How long will it take to inject some sanity into our fractured health care system and have Medicare for all?

My insurance premiums will rise next year and all services will be higher. The Insurance companies should be eliminated from health care PERIOD.

Yes, Medicare for all! Most health insurance companies have demonstrated time and time again that their philosophy is profits before people. Health care should never be driven by the desire to make a profit. Yes, their stock may go down if they actually spend more of our premiums on health care, but the price of stock should never come first--never.

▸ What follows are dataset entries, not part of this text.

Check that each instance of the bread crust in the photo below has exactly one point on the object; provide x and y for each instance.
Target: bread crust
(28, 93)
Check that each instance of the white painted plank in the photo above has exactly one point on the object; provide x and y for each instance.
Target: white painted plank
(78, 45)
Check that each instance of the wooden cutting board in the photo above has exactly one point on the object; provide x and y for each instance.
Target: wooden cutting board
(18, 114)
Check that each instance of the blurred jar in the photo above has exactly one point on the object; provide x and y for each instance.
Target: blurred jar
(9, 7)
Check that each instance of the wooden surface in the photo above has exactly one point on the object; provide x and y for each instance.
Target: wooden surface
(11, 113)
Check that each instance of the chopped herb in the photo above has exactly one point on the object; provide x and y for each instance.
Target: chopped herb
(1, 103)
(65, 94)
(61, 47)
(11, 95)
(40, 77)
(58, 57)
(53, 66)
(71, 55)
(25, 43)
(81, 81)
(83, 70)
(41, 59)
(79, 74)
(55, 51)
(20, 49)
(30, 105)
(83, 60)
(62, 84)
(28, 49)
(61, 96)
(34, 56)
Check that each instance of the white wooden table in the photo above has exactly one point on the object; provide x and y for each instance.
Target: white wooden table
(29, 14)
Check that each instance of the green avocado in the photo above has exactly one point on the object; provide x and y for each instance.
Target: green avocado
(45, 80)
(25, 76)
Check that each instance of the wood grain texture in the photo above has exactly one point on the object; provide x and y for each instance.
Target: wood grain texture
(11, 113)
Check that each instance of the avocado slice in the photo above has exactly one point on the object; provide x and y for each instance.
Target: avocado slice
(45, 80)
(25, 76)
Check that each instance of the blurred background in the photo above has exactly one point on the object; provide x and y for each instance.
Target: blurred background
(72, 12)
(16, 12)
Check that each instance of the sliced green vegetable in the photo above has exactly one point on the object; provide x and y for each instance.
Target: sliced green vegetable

Medicare covers only 80% of your bill....The cost of Medicare supplement insurance to cover the remaining 20% is rising quickly. Mine is almost double in the last 5 years. It is scary...

Why do insurance companies exist? They do not take temperatures, write prescriptions, or do surgery. They exist simply to broker health care, which is unaffordable to most Americans. This is a screwed up system. So, how can we get from A (unaffordable health care) to C (affordable health care) without needing B (profiteering middle men)?

Guess we can be glad for whatever breaks we get from insurers, but there needs to be much more.

The insurers managed to get in some pretty big increases before playing their game with Obama. How ridiculous to raise a young single mother's rate by $100 per month.

Also, we do need to continue to carefully monitor Medicare's coverage and rates.